Parents influence students’ academic success, improved behavior in the classroom, lower dropout rates, increased participation in advanced courses. 

These have all been researched over the decades. 

As you can see, parents influence student success, not just their report cards but skills beyond the classroom and academics. 

Hoover- Dempsey et al. also found that parent’s support of students’ emotional and social needs related to school improved those skills outside the home as well. 

So even if parents aren’t able to help with calculus homework, they can still support their children learning the difficult material by working through it with them, listening to them talk about their struggles, or finding tutors to support them too.

A parent’s attitude or perspective on school is passed down to their children, and it shows in the classroom. Positive or negative, how a parent values school and academics, is often how a child will too. 
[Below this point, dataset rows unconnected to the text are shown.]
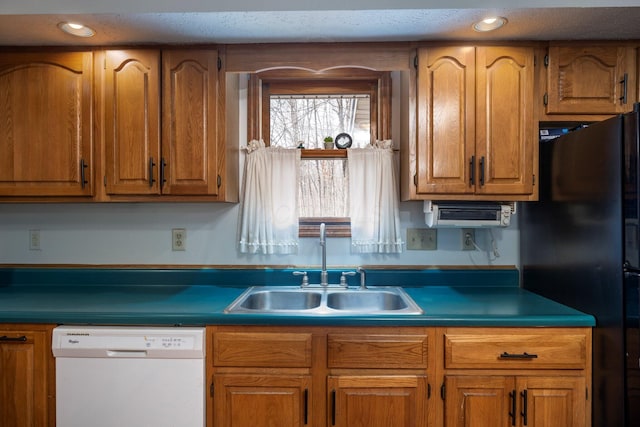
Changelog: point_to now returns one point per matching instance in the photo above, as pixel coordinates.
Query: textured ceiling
(572, 23)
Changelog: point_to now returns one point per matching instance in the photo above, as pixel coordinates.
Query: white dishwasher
(129, 376)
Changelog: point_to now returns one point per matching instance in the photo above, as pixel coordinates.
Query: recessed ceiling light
(490, 24)
(74, 29)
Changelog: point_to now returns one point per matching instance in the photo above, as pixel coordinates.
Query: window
(297, 109)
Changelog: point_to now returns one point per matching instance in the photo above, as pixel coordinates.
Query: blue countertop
(130, 297)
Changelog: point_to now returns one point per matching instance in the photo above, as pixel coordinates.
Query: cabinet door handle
(333, 407)
(512, 412)
(306, 406)
(151, 165)
(523, 394)
(623, 82)
(83, 178)
(5, 338)
(472, 171)
(524, 355)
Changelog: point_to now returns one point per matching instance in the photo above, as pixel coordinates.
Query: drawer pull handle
(524, 355)
(512, 412)
(5, 338)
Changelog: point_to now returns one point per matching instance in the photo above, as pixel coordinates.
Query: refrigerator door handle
(630, 271)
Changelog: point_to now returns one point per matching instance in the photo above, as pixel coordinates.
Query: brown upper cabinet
(46, 139)
(163, 123)
(475, 125)
(596, 79)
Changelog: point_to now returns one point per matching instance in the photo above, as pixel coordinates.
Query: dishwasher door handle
(126, 353)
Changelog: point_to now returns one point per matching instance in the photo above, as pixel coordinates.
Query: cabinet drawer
(264, 349)
(376, 351)
(515, 349)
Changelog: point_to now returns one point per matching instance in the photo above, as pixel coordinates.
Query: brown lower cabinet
(317, 376)
(27, 382)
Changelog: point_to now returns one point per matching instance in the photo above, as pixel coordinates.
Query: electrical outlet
(178, 239)
(468, 239)
(422, 239)
(34, 240)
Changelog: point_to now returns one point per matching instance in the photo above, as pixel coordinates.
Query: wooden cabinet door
(479, 401)
(46, 138)
(552, 401)
(504, 120)
(190, 117)
(377, 401)
(446, 116)
(590, 79)
(262, 400)
(132, 121)
(24, 378)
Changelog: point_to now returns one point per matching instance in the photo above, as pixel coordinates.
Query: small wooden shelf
(324, 154)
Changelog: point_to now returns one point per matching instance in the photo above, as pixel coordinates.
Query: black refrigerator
(579, 246)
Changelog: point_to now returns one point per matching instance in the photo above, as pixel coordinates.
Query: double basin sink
(295, 300)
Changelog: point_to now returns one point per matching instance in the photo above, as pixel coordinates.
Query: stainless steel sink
(274, 300)
(366, 300)
(289, 300)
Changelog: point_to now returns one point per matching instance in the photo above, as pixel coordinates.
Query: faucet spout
(324, 276)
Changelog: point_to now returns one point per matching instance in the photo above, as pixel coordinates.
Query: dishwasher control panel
(70, 341)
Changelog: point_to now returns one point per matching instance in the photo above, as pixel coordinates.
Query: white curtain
(269, 211)
(373, 200)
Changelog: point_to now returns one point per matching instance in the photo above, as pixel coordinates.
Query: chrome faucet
(324, 276)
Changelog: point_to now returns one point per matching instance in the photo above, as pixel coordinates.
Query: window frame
(302, 82)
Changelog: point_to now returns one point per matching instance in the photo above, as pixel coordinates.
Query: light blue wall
(140, 233)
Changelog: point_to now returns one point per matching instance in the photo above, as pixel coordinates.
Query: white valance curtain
(373, 200)
(269, 211)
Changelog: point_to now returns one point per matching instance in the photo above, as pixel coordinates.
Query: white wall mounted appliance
(468, 214)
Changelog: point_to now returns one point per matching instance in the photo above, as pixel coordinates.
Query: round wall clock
(343, 140)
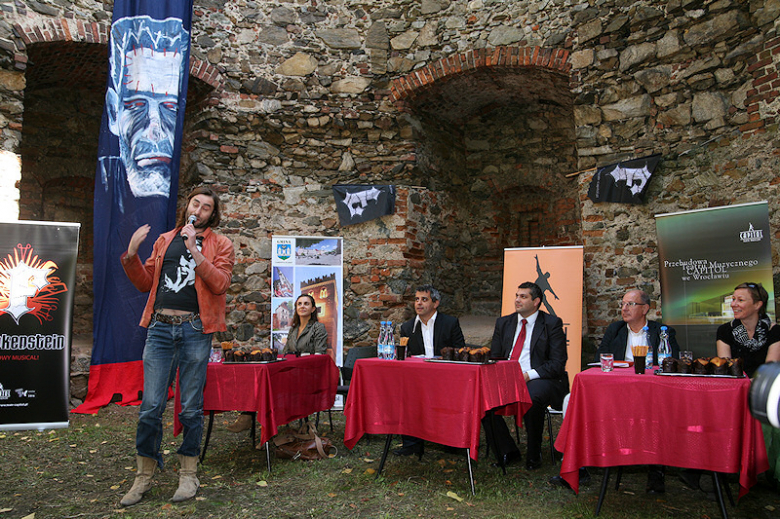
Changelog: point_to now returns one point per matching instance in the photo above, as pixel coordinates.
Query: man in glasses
(622, 335)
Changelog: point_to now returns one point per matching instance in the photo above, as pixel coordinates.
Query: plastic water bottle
(380, 340)
(649, 358)
(664, 350)
(389, 342)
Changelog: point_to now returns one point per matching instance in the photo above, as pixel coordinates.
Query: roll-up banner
(703, 255)
(558, 272)
(37, 277)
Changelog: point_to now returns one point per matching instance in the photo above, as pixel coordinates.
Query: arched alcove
(495, 137)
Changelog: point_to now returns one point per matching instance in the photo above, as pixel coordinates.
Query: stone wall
(477, 110)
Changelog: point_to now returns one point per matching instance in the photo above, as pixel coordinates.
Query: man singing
(186, 276)
(536, 340)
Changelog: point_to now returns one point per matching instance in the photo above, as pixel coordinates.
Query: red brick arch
(69, 30)
(556, 60)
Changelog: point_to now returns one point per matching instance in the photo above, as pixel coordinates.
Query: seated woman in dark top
(307, 334)
(751, 335)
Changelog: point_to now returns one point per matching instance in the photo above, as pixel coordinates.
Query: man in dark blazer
(619, 338)
(446, 329)
(428, 333)
(539, 345)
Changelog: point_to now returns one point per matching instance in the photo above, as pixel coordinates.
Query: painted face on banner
(147, 120)
(144, 101)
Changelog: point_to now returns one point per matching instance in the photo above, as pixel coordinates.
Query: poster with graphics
(313, 266)
(702, 256)
(37, 277)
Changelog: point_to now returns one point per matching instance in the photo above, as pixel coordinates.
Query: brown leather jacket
(212, 277)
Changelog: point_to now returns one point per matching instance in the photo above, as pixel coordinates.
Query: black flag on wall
(625, 182)
(357, 204)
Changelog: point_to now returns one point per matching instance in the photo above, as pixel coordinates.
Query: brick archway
(79, 31)
(554, 60)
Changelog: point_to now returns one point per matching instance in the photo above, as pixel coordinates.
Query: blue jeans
(170, 347)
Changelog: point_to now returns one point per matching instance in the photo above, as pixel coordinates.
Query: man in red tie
(536, 340)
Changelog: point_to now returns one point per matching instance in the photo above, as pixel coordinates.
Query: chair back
(362, 352)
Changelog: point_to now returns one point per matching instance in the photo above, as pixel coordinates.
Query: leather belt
(176, 319)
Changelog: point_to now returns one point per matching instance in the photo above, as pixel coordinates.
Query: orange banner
(558, 272)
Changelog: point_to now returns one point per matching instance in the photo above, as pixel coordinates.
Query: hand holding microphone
(190, 221)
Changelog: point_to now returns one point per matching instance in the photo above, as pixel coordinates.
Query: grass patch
(83, 471)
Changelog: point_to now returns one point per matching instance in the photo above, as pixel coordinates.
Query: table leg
(471, 473)
(384, 454)
(728, 491)
(268, 455)
(208, 435)
(719, 493)
(604, 483)
(620, 476)
(499, 456)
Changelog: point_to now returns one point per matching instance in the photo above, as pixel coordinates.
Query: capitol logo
(751, 235)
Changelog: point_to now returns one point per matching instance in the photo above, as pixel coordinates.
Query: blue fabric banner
(136, 181)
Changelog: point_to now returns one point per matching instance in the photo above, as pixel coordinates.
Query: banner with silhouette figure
(558, 272)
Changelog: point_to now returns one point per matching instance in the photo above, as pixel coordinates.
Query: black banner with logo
(37, 277)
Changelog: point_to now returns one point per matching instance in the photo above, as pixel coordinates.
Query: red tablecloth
(621, 418)
(439, 402)
(279, 392)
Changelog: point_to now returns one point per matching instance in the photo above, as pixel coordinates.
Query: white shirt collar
(430, 321)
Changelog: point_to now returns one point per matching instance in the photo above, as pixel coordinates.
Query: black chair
(353, 355)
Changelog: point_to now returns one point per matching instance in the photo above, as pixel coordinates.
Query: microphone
(191, 220)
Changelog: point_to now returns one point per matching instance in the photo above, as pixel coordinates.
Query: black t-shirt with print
(176, 289)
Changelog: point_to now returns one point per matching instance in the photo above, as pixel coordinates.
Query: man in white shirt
(536, 340)
(618, 339)
(428, 333)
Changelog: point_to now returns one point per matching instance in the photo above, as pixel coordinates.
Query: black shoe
(409, 450)
(510, 458)
(584, 476)
(558, 481)
(691, 478)
(533, 462)
(655, 482)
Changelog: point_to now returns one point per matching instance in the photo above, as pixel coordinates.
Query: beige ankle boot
(143, 481)
(188, 482)
(242, 423)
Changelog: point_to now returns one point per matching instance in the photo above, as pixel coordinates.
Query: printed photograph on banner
(705, 254)
(278, 341)
(558, 272)
(324, 285)
(282, 280)
(281, 314)
(37, 277)
(283, 249)
(318, 251)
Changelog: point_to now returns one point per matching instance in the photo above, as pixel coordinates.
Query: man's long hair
(216, 214)
(296, 318)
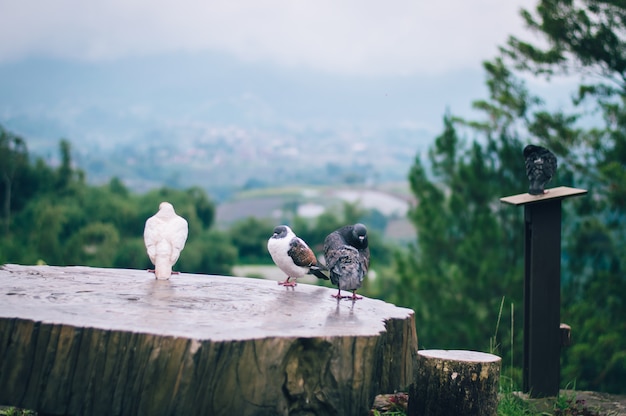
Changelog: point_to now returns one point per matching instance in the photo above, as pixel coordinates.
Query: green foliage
(586, 39)
(56, 218)
(468, 252)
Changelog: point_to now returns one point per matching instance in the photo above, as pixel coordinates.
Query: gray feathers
(540, 168)
(347, 257)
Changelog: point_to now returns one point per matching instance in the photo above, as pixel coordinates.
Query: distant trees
(468, 250)
(13, 158)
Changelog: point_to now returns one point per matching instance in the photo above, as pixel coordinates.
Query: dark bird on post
(292, 255)
(347, 257)
(540, 168)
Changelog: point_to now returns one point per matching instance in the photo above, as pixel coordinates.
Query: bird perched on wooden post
(165, 235)
(293, 256)
(347, 256)
(540, 168)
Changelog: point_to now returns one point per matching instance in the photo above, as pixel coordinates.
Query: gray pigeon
(292, 255)
(347, 257)
(540, 168)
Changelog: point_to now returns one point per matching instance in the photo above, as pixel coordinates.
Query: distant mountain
(215, 122)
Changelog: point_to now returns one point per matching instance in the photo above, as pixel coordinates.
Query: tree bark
(455, 383)
(89, 341)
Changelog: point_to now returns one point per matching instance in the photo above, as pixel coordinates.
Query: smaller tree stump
(453, 382)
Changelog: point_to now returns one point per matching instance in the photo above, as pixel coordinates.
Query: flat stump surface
(215, 344)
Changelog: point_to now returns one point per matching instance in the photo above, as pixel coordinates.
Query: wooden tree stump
(455, 383)
(90, 341)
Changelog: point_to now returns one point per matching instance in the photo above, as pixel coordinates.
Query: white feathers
(279, 247)
(165, 235)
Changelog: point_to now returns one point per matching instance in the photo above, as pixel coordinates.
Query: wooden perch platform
(92, 341)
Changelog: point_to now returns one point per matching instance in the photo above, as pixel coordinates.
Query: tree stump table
(455, 382)
(92, 341)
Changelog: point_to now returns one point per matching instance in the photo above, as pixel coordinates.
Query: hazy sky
(348, 37)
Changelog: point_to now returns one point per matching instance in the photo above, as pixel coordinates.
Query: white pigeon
(292, 255)
(165, 235)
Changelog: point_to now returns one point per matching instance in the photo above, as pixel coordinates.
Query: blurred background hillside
(317, 115)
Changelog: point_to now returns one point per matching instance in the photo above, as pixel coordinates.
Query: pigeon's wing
(550, 164)
(300, 253)
(347, 271)
(151, 236)
(178, 237)
(364, 255)
(303, 256)
(332, 244)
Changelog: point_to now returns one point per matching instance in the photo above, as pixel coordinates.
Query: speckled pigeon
(347, 257)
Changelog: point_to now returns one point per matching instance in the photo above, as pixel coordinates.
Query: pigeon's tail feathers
(346, 270)
(163, 268)
(317, 271)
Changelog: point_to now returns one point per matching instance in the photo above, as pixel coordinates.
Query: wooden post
(455, 383)
(542, 288)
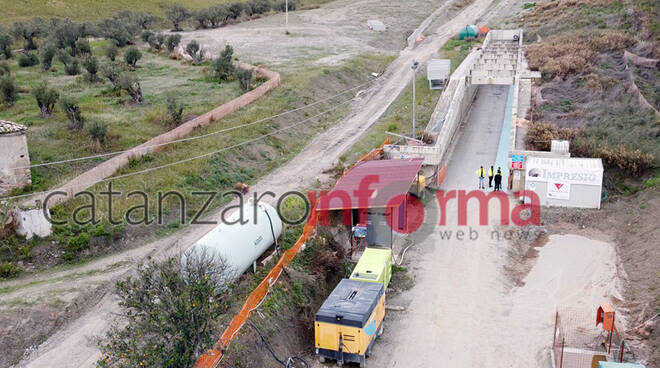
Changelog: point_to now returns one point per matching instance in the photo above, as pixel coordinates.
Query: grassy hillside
(605, 103)
(92, 10)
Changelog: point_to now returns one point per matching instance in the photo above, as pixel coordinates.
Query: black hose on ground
(272, 231)
(290, 360)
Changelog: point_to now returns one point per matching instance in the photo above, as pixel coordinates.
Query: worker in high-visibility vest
(481, 173)
(498, 179)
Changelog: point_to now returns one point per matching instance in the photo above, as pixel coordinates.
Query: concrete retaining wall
(109, 167)
(14, 153)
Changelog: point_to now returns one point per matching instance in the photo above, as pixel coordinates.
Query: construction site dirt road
(74, 345)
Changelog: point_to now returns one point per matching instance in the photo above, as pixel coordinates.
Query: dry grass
(568, 54)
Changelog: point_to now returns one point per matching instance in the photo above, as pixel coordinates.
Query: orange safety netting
(211, 359)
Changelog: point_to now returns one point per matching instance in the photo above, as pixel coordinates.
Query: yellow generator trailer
(348, 322)
(375, 265)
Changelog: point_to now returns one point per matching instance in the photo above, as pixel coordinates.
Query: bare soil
(74, 344)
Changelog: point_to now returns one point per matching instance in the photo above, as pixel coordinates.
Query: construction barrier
(579, 343)
(211, 359)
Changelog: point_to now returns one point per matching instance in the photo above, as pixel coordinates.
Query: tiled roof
(8, 127)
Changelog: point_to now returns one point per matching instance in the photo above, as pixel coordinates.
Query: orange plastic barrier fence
(442, 174)
(211, 359)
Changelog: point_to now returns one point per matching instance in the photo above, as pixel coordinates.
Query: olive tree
(218, 15)
(28, 32)
(203, 18)
(67, 33)
(48, 52)
(112, 73)
(235, 10)
(177, 14)
(71, 108)
(174, 109)
(172, 42)
(132, 56)
(144, 20)
(8, 90)
(98, 131)
(222, 66)
(71, 64)
(46, 98)
(91, 65)
(111, 51)
(168, 312)
(131, 85)
(244, 77)
(5, 43)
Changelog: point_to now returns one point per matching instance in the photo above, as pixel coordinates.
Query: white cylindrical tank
(240, 245)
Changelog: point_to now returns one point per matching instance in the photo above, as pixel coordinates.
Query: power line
(52, 163)
(191, 158)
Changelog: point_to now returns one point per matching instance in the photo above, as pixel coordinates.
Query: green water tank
(469, 31)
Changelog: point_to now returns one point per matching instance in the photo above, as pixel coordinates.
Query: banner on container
(559, 190)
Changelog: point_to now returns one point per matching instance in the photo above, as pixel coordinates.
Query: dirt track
(74, 346)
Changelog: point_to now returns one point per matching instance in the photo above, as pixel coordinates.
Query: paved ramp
(479, 139)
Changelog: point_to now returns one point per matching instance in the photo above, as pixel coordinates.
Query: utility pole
(414, 68)
(286, 15)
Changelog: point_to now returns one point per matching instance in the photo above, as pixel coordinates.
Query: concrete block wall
(14, 170)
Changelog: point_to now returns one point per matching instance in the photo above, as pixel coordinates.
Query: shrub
(631, 161)
(132, 56)
(258, 6)
(111, 51)
(144, 20)
(66, 34)
(71, 64)
(83, 47)
(177, 14)
(98, 131)
(111, 72)
(172, 42)
(5, 43)
(71, 107)
(174, 109)
(281, 5)
(8, 91)
(218, 15)
(244, 77)
(156, 41)
(121, 28)
(540, 135)
(8, 270)
(235, 10)
(568, 54)
(75, 245)
(222, 66)
(131, 85)
(185, 298)
(48, 52)
(91, 65)
(195, 51)
(146, 35)
(29, 32)
(46, 98)
(203, 18)
(27, 59)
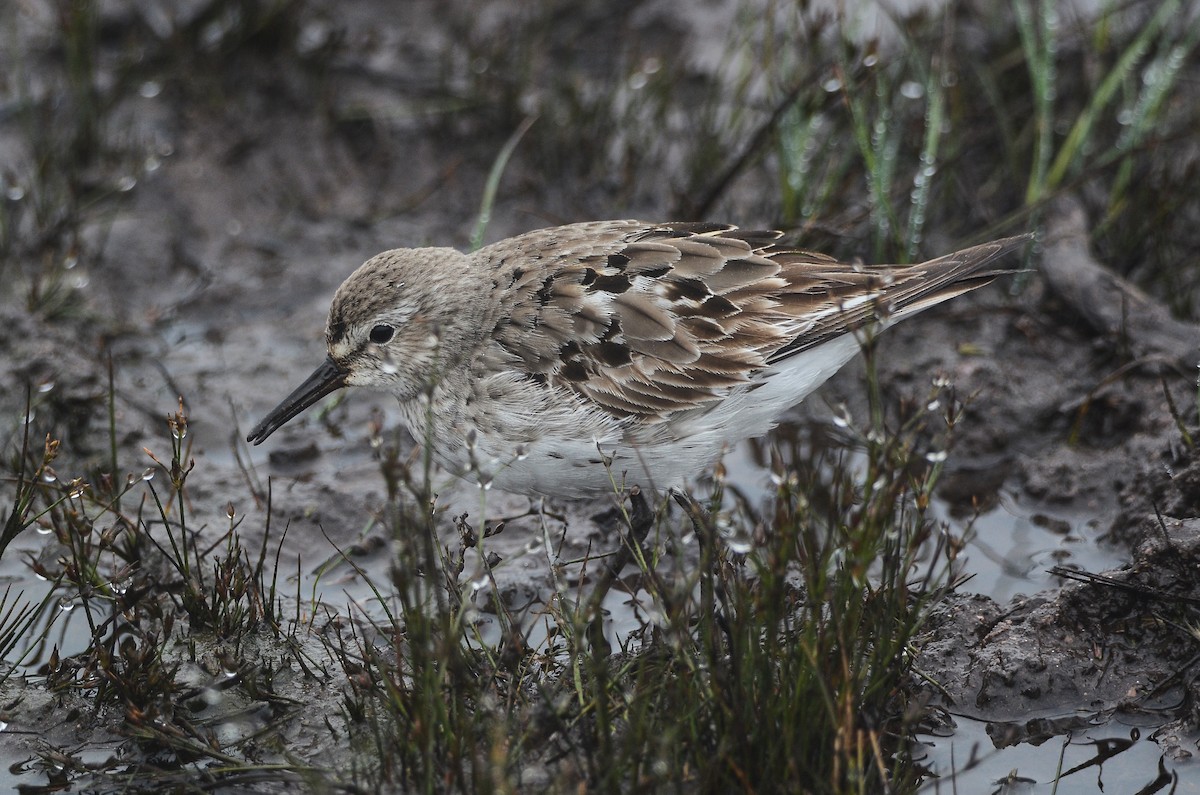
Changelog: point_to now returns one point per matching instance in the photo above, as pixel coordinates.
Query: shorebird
(562, 360)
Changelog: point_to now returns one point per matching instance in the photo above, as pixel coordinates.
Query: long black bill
(327, 378)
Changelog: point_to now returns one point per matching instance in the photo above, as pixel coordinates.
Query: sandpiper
(562, 360)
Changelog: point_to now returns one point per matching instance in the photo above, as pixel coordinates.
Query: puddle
(1012, 548)
(1110, 757)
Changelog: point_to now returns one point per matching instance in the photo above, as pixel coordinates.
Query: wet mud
(263, 177)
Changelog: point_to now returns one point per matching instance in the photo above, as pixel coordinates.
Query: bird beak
(328, 377)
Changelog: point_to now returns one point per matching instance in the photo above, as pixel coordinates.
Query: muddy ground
(240, 185)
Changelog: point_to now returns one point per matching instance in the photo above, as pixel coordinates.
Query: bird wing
(649, 320)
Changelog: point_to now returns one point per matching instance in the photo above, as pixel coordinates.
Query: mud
(264, 174)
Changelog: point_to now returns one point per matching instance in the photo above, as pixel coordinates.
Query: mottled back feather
(651, 320)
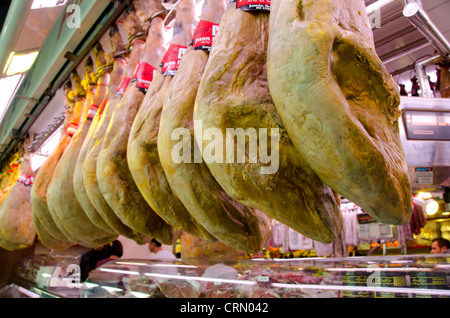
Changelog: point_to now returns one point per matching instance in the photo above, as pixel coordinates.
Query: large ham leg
(234, 94)
(113, 176)
(103, 77)
(229, 221)
(63, 204)
(17, 230)
(339, 103)
(48, 232)
(143, 157)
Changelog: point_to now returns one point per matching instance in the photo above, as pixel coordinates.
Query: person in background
(440, 246)
(155, 247)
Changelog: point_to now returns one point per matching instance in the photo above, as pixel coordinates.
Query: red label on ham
(26, 179)
(253, 5)
(204, 35)
(92, 111)
(123, 86)
(102, 107)
(171, 60)
(144, 75)
(71, 129)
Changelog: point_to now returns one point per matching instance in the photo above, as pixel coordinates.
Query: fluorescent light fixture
(424, 195)
(8, 87)
(38, 4)
(377, 5)
(20, 62)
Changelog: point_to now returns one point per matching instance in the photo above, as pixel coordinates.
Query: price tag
(171, 60)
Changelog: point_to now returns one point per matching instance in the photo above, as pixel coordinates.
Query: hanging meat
(113, 176)
(93, 199)
(229, 221)
(234, 102)
(339, 103)
(142, 155)
(48, 232)
(17, 230)
(63, 204)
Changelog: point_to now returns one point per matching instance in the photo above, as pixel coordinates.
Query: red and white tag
(123, 85)
(26, 179)
(253, 5)
(92, 111)
(171, 60)
(71, 129)
(204, 35)
(144, 75)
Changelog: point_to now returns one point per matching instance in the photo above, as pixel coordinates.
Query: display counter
(48, 276)
(415, 276)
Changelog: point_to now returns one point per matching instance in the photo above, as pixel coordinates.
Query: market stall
(271, 163)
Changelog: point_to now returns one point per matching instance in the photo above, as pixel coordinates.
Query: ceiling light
(20, 62)
(377, 6)
(431, 206)
(38, 4)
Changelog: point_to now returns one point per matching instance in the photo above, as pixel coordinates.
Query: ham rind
(143, 157)
(93, 104)
(51, 236)
(91, 193)
(339, 104)
(234, 94)
(66, 211)
(229, 221)
(113, 175)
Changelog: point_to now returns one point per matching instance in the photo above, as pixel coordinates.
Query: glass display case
(414, 276)
(49, 276)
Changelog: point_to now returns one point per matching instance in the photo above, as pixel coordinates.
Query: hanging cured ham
(48, 232)
(231, 222)
(63, 204)
(17, 230)
(101, 78)
(234, 94)
(339, 103)
(142, 155)
(113, 176)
Many organizations, including the National Parent Teacher Association, over the years have provided guidance for schools to help foster parental involvement. 

These have included: 

  • Recognizing parents have a basic obligation to their child’s safety and health 
  • Recognizing schools have a basic obligation to communicate about school and the child with their parents
  • Getting parents involved in non-academic activities at the school
  • Getting parents involved in academic activities at home (helping with homework),
  • Involving parents in decisions at the school
  • Involving parents as part of the community around the school (family volunteer opportunities like Trunk or Treat).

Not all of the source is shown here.